Every day, the King would follow them in their daily activities, eat with them and even play with them. He made himself available for them for direction, advice, and all manner of assistance. After some time, the people became conversant with the presence of the King that most of them could no longer connect with the awe that goes with royalty. Most people took him for granted and would often pass him without greeting. Some would appear before him in rags and others would even speak to him as they would to an ordinary person in the Kingdom.
With the progress of time, a more significant majority of the people lost touch with the King entirely and didn’t feel the need for a King. In fact, most of them would tell stories and display the pictures of “powerful Kings” from other Kingdoms who live in magnificent palaces and attract great admiration and fear from their subject. The King became so insignificant to the people that nobody knew when he left the Kingdom to an unknown place. Just very few who were loyal noticed and followed him.
Sometime later, the Kingdom started experiencing a lot of problems and was disintegration as strange Kings besieged the kingdom from various directions. At this point, the people began looking for their King to help, but it was too late. They could not find the King, and they could not trace his whereabouts. Could this be like our encounter with Jesus Christ the King of Kings, and Lord of Lord’s who humbled himself to come among us and became like us in all things except sin (Phil. 2:6-8; Heb. 4:15)? Do we recognize the privilege of having Jesus Christ always with us?

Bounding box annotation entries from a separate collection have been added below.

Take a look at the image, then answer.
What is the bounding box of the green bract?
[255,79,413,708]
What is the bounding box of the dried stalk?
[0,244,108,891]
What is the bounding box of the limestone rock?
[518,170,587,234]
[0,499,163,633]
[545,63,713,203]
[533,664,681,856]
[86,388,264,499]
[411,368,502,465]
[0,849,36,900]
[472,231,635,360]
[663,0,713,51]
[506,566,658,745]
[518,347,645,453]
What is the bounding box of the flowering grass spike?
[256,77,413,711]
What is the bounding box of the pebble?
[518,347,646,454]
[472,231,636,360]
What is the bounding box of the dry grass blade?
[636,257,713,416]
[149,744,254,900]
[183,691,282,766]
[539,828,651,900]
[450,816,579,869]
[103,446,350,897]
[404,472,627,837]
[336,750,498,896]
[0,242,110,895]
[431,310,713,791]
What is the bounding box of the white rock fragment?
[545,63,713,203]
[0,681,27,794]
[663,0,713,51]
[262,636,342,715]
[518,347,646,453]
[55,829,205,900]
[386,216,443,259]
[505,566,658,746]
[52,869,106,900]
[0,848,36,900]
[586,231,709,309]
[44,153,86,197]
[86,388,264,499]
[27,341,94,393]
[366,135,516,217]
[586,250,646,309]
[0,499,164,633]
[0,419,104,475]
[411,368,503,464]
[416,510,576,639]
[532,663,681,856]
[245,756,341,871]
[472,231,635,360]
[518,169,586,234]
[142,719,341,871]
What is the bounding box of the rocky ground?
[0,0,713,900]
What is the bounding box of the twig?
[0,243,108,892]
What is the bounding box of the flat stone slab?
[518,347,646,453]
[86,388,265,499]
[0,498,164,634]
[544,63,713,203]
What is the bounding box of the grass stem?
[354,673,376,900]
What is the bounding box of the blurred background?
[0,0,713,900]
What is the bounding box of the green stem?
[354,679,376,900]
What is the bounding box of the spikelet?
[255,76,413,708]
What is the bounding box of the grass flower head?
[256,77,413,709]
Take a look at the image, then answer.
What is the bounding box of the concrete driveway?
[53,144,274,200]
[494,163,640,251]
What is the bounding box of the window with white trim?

Kings live in palaces and wield enormous influence over their subjects. In a typical Kingdom, subjects serve the King with fear and trembling, and the King is not usually accessible; some people live their whole lives without making a personal experience with their King. Today, as we celebrate the solemnity of Christ the King, our attention goes to one of the most significant images and characteristics of God in the Old and New Testaments, namely, shepherd.
Going back through the scriptures, we could see a pattern of God’s choice of shepherds among the Patriarchs, Judges, Kings, and Prophets (Abraham, Jacob, Moses, Gideon, Saul, David, Amos, Ezekiel). There is something about the shepherding that is so special that God adopts it to describe His relationship with us. Like a shepherd who turned to a King, David was inspired in Psalm 23 to declare that God is our Shepherd who has a detailed plan for our protection, provision, and guidance. We could also recall that angels announced the birth of our Lord Jesus Christ through shepherds (Luke 2:8-20).
In the New Testament, our Lord Jesus Christ takes up the image of the shepherd when in the Gospel of John (10:11) he says, “I am the good shepherd” and goes further to elaborate on the functions of the good shepherd which relates to the details of Psalm 23. Furthermore, before his passion and death, our Lord declares that he is a King though his Kingdom is not earthly (Luke 23:2-3; John 18:33-37).
Jesus Christ the King is unlike the Kings of this world. Earthly Kings stay in their palaces, and their subjects provide for them and protect them even with their lives. Our Lord Jesus Christ is the Shepherd-King who provides for the sheep, knows each one by its name and also lays down his life for them (John 10:11-18). In the First Reading today (Ezekiel 34:11-12, 15-17), the oracle of the prophet assures us that God will look after and tend his sheep. However, He will also judge our deeds. The Gospel Reading (Matt. 25:31-46) confirms the judgment while stating that God will separate the sheep from the goat.
Beyond the celebration of Christ as our universal King, there is the need for us to recognize, appreciate and cooperate with the presence of the King of Kings in our lives. We could recall in our opening story that we could become too accustomed to the presence of the King among us that we fail to give him honor and acknowledge his power working in us. Are we not getting used to his presence in our Churches that most of us do a lot of banal things inside the church which includes but not restricted to making phone calls, chatting on social media, hating and gossiping just to mention but four?
Our Lord Jesus Christ will be happy that we are proclaiming him the universal King today, but he will be happier if we could acknowledge his presence and follow his words; “the sheep that belong to me hear my voice, I know them, and they follow me” (John 10:27). Our Lord will be happier if we make him the Lord and King of our lives. Today, there are many “kingdoms and kings” that we have allowed into our lives and which are also misdirecting our lives. They are in modern technology, fashion, consumerism, and secularism.
A very typical question we could ask ourselves today is: “who is the King of my life?”. If we declare that Jesus Christ is the King of our lives, we should make his Lordship real in our lives by fearing God and walking in His ways (Psalm 128:1).
May you have a resounding celebration of Christ the Universal King and may what you proclaim with your lips today manifest in your life.